NOCCIUOLO (lat. scient. Corylus avellana L.; fr. noisettier; sp. avellano; ted. Haselnusstrauch; ingl. hazelnut-tree)
Pianta della famiglia Cupulifere, forse di origine asiatica, certo da gran tempo introdotta in Italia e in Europa, dov'è diffusissima allo stato spontaneo e coltivata particolarmente nell'Avellinese (donde il nome di avellana) e in Sicilia. È un arbusto o un alberetto da 2 a 5 m. con chioma espansa, irregolare; foglie picciolate, grandi sparse, ovatorotonde, nuvide, doppiamente seghettate. I fiori staminiferi sono in amenti lunghi, cilindrici, penduli; i pistilliferi riuniti da 2 a 4 in brevissime cime; il frutto è una noce ravvolta da una cupula fogliacea campanulata, slargata superiormente, verdastra. È comune nei boschi dei colli e dei monti fino a 1200 m. s. m.
Si distinguono tre sottospecie: racemosa, glandulosa e maxima e molte varietà. Specie affine è il C. tubulosa Willd., che in Italia si trova qua e là nell'Istria e al M. Baldo e che viene anche coltivato in parecchie varietà: differisce specialmente per l'involucro del frutto tubuloso e cilindrico, superiormente ristretto.

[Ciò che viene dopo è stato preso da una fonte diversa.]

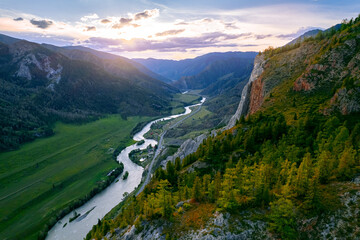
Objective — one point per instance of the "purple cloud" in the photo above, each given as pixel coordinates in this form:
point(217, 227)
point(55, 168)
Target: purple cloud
point(18, 19)
point(258, 37)
point(43, 24)
point(146, 14)
point(215, 39)
point(90, 28)
point(125, 22)
point(105, 21)
point(297, 33)
point(170, 32)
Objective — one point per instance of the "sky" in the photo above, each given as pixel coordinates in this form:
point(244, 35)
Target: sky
point(169, 29)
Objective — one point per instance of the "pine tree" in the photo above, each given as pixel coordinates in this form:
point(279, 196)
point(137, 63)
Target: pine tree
point(196, 190)
point(346, 164)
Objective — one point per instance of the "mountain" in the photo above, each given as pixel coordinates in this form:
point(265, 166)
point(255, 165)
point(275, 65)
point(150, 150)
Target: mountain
point(41, 85)
point(287, 169)
point(174, 70)
point(220, 76)
point(313, 33)
point(118, 66)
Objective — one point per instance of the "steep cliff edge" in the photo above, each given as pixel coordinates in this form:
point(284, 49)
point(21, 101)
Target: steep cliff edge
point(242, 109)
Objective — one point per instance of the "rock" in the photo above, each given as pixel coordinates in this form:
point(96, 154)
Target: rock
point(180, 204)
point(188, 147)
point(242, 109)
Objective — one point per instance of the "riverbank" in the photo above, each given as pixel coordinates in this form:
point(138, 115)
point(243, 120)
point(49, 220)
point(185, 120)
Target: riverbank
point(50, 174)
point(114, 193)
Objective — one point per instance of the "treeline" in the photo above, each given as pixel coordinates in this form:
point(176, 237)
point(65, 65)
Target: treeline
point(81, 201)
point(264, 162)
point(346, 26)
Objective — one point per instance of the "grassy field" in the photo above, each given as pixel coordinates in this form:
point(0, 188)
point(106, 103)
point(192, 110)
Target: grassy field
point(46, 175)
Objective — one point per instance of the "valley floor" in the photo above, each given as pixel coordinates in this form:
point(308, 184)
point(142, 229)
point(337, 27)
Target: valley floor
point(47, 175)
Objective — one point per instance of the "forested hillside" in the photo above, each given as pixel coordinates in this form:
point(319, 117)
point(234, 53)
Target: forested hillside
point(288, 164)
point(41, 86)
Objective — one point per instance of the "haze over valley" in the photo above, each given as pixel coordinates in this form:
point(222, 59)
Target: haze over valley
point(179, 120)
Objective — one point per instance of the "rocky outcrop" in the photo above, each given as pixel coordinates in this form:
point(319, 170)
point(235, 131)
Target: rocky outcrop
point(224, 226)
point(313, 72)
point(345, 101)
point(188, 147)
point(243, 107)
point(341, 224)
point(256, 95)
point(32, 65)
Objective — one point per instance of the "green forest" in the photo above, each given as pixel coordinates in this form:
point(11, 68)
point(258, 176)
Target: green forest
point(282, 159)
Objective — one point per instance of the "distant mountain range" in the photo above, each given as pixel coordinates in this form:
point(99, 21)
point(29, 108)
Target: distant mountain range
point(175, 70)
point(44, 83)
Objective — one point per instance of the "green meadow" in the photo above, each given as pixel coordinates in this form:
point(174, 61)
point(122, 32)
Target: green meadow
point(48, 174)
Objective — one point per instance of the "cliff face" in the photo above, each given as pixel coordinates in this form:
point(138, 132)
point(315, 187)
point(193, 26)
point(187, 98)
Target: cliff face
point(338, 67)
point(328, 70)
point(243, 107)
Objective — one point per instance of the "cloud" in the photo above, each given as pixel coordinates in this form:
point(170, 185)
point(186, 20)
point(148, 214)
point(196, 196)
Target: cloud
point(90, 28)
point(125, 22)
point(262, 36)
point(231, 25)
point(297, 33)
point(105, 21)
point(208, 20)
point(170, 32)
point(89, 17)
point(173, 44)
point(132, 19)
point(147, 14)
point(43, 24)
point(182, 23)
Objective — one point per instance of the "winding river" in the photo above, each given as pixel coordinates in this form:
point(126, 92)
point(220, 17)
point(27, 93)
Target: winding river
point(97, 207)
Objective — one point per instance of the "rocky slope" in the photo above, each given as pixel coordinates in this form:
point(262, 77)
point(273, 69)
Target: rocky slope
point(41, 86)
point(289, 170)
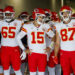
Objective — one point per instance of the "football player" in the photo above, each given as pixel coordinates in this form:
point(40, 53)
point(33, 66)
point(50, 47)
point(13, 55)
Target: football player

Le zone migliori per la sua coltura sono dai 400 ai 900 m. s. m., in terreni profondi, freschi, soffici, permeabili e in luoghi non troppo ventosi. Si moltiplica per seme o per polloni e l'innesto è molto raro. La forma più adatta è a cespuglio: comincia la fruttificazione dopo quattro anni e continua per 7-10 anni. I frutti si consumano freschi o secchi e si usano largamente nell'industria dolciaria e nella fabbricazione della cioccolata. Sulle ceppaie di nocciuolo bruciate si sviluppano i ricettacoli di un eccellente fungo, il Polyporus corylinus o sfogatello del nocciuolo, edule; questo si trova con frequenza nei colli laziali, specie nella zona di Rocca di Papa.
Bibl.: F. Alfonso, Monografia del nocciuolo, Palermo 1887.